La dernière exposition dont Jean-Paul Le Maguet, actuel conservateur en chef du Musée de Bretagne, aura supervisé la préparation, ouvrira ses portes le 2 avril prochain au Centre culturel des Champs Libres et elle durera neuf fois puisqu'elle ne fermera ses portes que le 3 janvier 2010. Intitulée sobrement "Odorico, mosaïstes Art Déco", elle mettra en valeur une famille de "Bretons venus d'ailleurs", des mosaïstes venus du Frioul, dans le nord-est de l'Italie, et arrivés à Rennes en 1882.
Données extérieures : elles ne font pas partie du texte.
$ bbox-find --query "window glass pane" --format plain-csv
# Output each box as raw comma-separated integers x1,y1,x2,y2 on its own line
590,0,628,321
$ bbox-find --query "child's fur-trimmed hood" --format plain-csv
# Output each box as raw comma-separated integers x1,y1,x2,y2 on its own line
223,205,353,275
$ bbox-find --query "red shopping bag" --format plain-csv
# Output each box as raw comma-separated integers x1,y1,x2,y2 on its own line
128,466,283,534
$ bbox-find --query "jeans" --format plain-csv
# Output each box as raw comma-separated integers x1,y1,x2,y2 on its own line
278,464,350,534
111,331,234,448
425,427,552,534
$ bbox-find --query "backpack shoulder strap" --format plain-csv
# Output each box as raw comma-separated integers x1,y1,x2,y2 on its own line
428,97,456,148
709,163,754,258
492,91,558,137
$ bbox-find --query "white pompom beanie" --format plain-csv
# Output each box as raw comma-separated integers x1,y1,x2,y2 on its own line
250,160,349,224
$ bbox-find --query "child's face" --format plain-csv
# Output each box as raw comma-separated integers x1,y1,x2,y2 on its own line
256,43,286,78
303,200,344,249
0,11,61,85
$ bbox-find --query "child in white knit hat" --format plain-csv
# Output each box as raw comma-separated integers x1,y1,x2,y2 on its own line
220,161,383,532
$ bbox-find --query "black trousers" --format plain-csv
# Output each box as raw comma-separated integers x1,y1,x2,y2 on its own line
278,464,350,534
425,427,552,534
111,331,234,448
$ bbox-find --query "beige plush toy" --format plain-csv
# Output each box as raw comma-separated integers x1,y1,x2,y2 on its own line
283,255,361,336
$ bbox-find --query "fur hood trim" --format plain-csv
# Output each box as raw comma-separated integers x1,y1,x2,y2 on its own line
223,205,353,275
Leur histoire passa en fait par Paris : en 1861, un jeune architecte inconnu et qui n'avait encore guère de réalisations à son actif, remporta le concours lancé par l'État pour la construction d'un palais pour l'opéra à Paris : Charles Garnier (1825-1898) avait tout de même été Premier Grand Prix de Rome en 1848 et il avait donc pu faire un long séjour à la villa Médicis à Rome et ainsi découvrir la richesse et la polychromie joyeuse de l'architecture italienne. Il voulait que le futur palais de l'opéra de Paris dénote avec la "tristesse urbaine" de Paris et soit au contraire très coloré. Pour cela, il voulait notamment y faire une place très importante aux mosaïques comme dans beaucoup d'édifices italiens. Cette technique étant alors très peu utilisée en France. Il se rendit à nouveau à Rome ainsi qu'à Venise pour prendre contact avec des entreprises, mais il en revint découragé en raison des coûts trop élevés. Il allait renoncer quand il reçut une offre d'un artisan italien, Gian-Domenico Facchina qui avait travaillé à la restauration des mosaïques de Saint-Marc à Venise et qui venait de mettre au point une technique de pose, 'par inversion', qui était nettement moins onéreuse. Il traita donc avec lui et Facchina fit venir des ouvriers d'un petit village du Frioul, Sequals, dans le Frioul. Parmi ces ouvriers se trouvaient deux frères, Isidore (père) et Vincent, qui, après avoir travaillé à la décoration du palais de l'Opéra, de 1867 à 1875, décidèrent de rester en France.
Les frères Odorico s'installèrent d'abord à Tours en 1881, puis partirent en Bretagne où la mosaïque était un art totalement méconnu. Ils fondèrent leur entreprise à Rennes en 1882 et, sous leur impulsion, cette ville allait devenir un des centres de production les plus importants de l'hexagone avec, bientôt, des filiales à Nantes, Angers, Saint-Brieuc et Laval. Il faut dire que la mosaïque connut alors une grande vogue un peu partout. On trouve toujours aujourd'hui des mosaïques dues aux Odorico dans la décoration d'églises, de villas, d'édifices publics (piscines, écoles, etc.), de façades de pavillons, d'entrées d'immeubles, etc.
Les frères Odorico étaient essentiellement des artisans, qui travaillaient sous la conduite d'architectes et souvent à partir de cartons dessinés par des artistes, mais le fils d'Isidore, également prénommé Isidore et né à Rennes le 29 octobre 1893, fit, lui, de solides études. Après avoir obtenu son baccalauréat, il fut élève à l'École des Beaux-Arts de Rennes, de 1909 à 1913, et il se révéla être un artiste doué. Après l'interruption de la guerre de 14-18, il prit la direction artistique de l'entreprise familiale et il devint l'un des plus actifs promoteurs de l'art de la mosaïque en France. En même temps, Isidore, dit 'Dodor', fut un excellent joueur de foot-ball avant de devenir à partir de 1925 un des dirigeants du Stade Rennais. Il devait mourir à Rennes le 27 février 1945.
L'exposition qui va être consacrée dans quelques mois aux Odorico, devrait intéresser beaucoup de Bretons et d'habitants des régions limitrophes, où l'on peut toujours admirer leurs réalisations en maints endroits.